Mediendienstleister und Druckereikonzern
Schlott kehrt vor Steuern in Gewinnzone zurück

Der Mediendienstleister und Druckereikonzern Schlott hat im dritten Quartal des Geschäftsjahres 2002/03 unter anderem dank Kosteneinsparungen seinen Verlust im Vergleich zum Vorquartal deutlich verringert.

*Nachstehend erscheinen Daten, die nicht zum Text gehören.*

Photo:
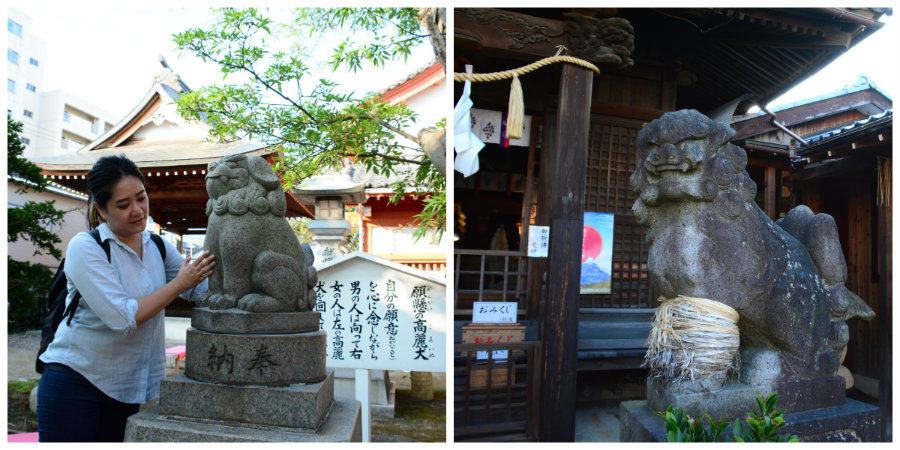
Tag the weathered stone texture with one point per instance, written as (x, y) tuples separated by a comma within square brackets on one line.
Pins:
[(296, 406), (263, 359)]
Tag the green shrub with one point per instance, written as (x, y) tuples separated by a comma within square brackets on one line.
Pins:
[(760, 426), (681, 427)]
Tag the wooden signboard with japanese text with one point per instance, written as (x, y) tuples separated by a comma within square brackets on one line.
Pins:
[(381, 315)]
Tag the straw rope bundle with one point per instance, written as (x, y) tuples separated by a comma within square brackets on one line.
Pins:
[(692, 338), (516, 115)]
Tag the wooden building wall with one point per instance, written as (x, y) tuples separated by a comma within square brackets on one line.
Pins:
[(621, 105), (851, 201)]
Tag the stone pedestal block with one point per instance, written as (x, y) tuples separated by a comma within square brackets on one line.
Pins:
[(262, 359), (236, 321), (342, 424), (297, 406), (736, 398), (852, 421)]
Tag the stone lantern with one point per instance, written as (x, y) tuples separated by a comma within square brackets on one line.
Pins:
[(329, 193)]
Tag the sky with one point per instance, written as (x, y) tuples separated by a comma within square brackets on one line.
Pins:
[(108, 56), (871, 58)]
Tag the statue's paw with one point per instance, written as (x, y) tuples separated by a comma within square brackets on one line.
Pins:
[(203, 300), (260, 303), (221, 301)]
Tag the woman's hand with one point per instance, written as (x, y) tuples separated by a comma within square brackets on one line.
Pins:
[(192, 273)]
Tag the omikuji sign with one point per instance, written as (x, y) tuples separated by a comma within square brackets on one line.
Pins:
[(381, 315)]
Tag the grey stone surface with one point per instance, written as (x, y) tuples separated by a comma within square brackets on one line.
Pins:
[(237, 321), (709, 239), (260, 264), (296, 406), (736, 398), (342, 424), (263, 359), (852, 421)]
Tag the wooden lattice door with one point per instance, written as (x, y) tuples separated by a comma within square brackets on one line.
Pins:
[(612, 159)]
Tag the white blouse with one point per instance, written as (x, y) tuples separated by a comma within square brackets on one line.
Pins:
[(103, 342)]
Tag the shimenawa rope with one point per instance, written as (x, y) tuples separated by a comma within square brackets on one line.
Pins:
[(516, 116)]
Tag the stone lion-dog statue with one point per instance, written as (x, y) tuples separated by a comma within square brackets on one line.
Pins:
[(260, 264), (709, 239)]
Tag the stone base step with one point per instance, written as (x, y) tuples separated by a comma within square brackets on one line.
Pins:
[(342, 424), (297, 406)]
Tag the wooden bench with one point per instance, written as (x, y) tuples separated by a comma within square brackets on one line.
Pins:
[(613, 338)]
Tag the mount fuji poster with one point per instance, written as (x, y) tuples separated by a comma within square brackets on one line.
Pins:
[(596, 253)]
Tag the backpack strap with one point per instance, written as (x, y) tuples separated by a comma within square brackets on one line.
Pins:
[(95, 233)]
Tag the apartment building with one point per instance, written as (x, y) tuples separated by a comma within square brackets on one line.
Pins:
[(53, 122), (67, 123), (24, 75)]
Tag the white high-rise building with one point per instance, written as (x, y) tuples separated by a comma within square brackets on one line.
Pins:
[(25, 75), (53, 122), (67, 123)]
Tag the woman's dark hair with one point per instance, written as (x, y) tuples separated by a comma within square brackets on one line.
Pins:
[(103, 177)]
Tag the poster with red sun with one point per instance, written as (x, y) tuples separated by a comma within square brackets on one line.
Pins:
[(596, 253)]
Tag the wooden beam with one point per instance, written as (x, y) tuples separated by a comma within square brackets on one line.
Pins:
[(566, 166), (627, 111), (808, 112)]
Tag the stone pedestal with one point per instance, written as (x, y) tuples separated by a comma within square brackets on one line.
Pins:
[(852, 421), (736, 398), (250, 377)]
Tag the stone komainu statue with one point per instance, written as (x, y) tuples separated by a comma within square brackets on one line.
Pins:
[(709, 239), (260, 264)]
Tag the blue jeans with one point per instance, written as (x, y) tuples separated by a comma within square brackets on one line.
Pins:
[(71, 409)]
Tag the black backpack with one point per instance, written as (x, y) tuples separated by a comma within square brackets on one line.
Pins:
[(56, 301)]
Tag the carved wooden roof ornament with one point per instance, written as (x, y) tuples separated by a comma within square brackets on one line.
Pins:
[(168, 77), (523, 32), (608, 40)]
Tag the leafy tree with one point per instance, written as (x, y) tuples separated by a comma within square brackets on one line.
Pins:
[(317, 128), (28, 283)]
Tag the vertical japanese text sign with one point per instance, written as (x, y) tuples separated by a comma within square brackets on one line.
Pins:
[(381, 315)]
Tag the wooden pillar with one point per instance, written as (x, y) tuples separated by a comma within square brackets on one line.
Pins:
[(770, 193), (884, 315), (564, 168)]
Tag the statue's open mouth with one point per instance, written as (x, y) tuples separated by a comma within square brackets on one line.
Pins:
[(684, 166)]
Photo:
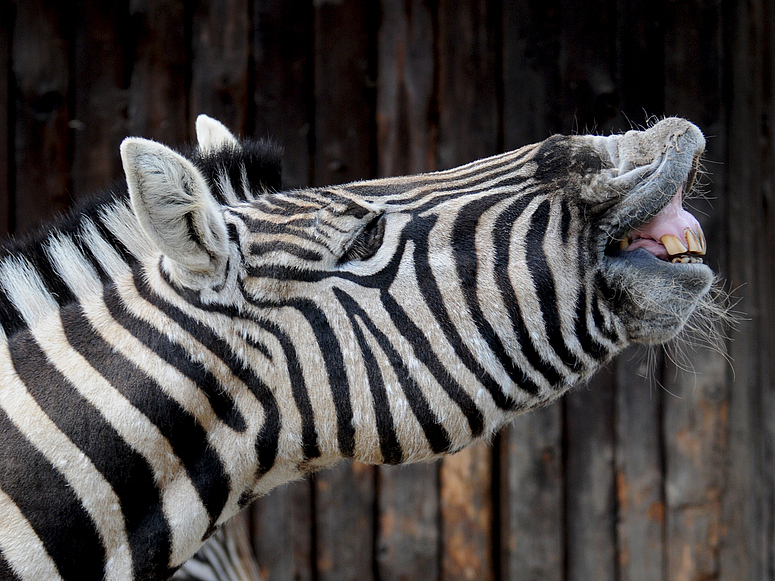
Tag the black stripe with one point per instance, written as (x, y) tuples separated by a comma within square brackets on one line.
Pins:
[(389, 445), (467, 264), (6, 573), (38, 258), (335, 369), (267, 439), (435, 302), (10, 317), (175, 355), (50, 505), (588, 342), (565, 221), (257, 249), (127, 471), (186, 436), (543, 282), (437, 436), (309, 435)]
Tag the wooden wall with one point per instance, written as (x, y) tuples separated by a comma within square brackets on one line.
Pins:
[(662, 477)]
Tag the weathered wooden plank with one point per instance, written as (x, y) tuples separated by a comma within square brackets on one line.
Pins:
[(468, 129), (282, 533), (344, 55), (283, 33), (100, 112), (639, 478), (591, 98), (344, 500), (41, 68), (469, 120), (344, 90), (531, 497), (747, 545), (6, 121), (405, 89), (696, 420), (531, 73), (158, 100), (590, 481), (640, 60), (407, 533), (220, 52)]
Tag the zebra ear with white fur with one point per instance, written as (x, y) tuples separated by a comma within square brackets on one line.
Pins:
[(174, 206), (212, 135)]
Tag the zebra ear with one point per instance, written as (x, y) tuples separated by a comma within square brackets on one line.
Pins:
[(212, 135), (174, 206)]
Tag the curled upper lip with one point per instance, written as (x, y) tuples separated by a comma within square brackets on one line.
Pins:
[(644, 191)]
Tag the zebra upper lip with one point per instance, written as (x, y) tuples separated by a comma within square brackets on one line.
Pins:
[(673, 234)]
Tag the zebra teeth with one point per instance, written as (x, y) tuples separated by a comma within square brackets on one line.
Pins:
[(686, 259), (673, 245)]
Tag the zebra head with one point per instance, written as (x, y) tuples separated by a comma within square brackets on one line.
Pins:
[(531, 267)]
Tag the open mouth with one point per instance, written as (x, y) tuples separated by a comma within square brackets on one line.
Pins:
[(672, 234)]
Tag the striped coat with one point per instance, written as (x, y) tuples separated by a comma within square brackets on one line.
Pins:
[(172, 351)]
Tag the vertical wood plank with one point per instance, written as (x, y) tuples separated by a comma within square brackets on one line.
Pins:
[(531, 71), (591, 98), (699, 403), (344, 113), (405, 89), (344, 497), (639, 477), (469, 119), (41, 67), (640, 53), (344, 91), (696, 420), (531, 497), (407, 534), (283, 33), (531, 510), (158, 100), (747, 545), (6, 122), (281, 110), (220, 50), (282, 533), (590, 482), (408, 496), (467, 515), (100, 112)]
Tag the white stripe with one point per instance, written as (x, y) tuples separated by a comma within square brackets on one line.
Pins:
[(88, 484), (21, 547)]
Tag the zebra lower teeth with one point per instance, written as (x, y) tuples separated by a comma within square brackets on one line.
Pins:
[(686, 259)]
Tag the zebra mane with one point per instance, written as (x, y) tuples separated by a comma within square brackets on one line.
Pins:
[(234, 173)]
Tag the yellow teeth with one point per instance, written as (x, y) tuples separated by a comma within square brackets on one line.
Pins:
[(696, 244), (672, 244), (685, 259)]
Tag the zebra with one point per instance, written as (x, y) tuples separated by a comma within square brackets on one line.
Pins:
[(175, 348)]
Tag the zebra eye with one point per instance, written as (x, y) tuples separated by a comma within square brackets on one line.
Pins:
[(367, 241)]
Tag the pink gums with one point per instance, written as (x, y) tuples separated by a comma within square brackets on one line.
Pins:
[(673, 219)]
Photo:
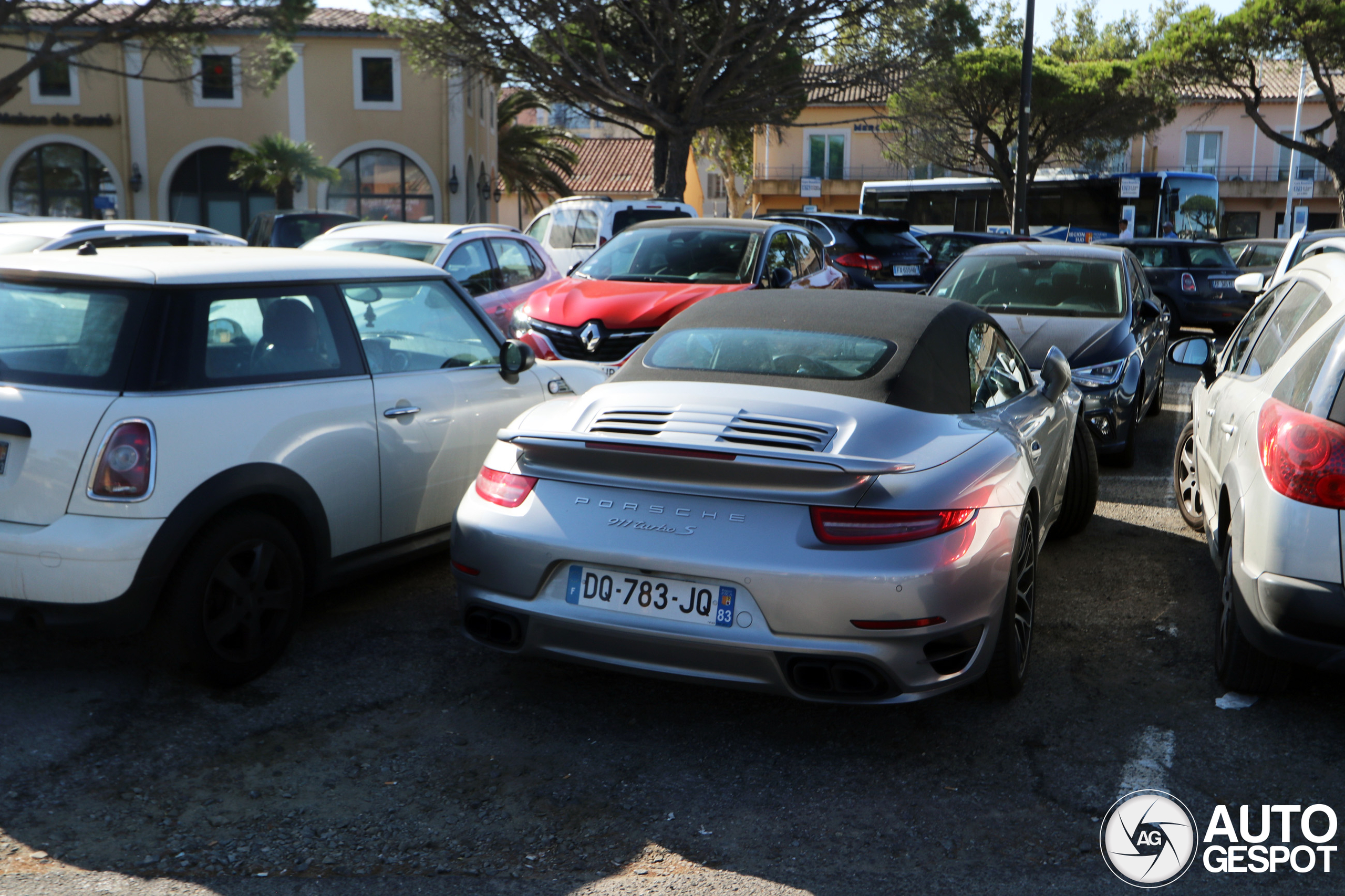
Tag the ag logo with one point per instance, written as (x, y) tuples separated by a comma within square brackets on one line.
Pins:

Reuters FREUDENSTADT. In den Monaten April bis Juni sei der Fehlbetrag auf 0,6 Mill. € von 3,6 Mill. € im zweiten Quartal reduziert worden, teilte die im Kleinwertesegment SDax gelistete Schlott-Gruppe am Donnerstag nach Börsenschluss mit. Im entsprechenden Vorjahreszeitraum stand allerdings noch ein Nettogewinn von 1,1 Mill. € zu Buche. Vor Steuern (EBT) kehrte die Schlott-Gruppe im dritten Quartal mit 0,5 Mill. € wieder in die Gewinnzone zurück nach einem Verlust von 6,2 Mill. € im Vorquartal. Der Umsatz sei indes mit 136,1 Mill. € um sechs Mill. € unter dem Wert des Vorquartals geblieben. Für die ersten neun Monate ergibt sich bei einem Umsatz von 449,6 Mill. € ein Vorsteuergewinn von 4,9 Mill. €.

Für das vierte Quartal rechnet die Schlott-Gruppe mit einem Vorsteuergewinn von über sieben Mill. € und bestätigte damit die Gesamtjahresplanung von Anfang Mai, die ein EBT von zwölf bis 15 Mill. € vorsieht. Im Januar hatte die Gruppe für das Geschäftsjahr 2002/03 (zum 30. September) noch einen Gewinn vor Steuern von 20 Mill. € bei einem Umsatz von 700 Mill. € in Aussicht gestellt.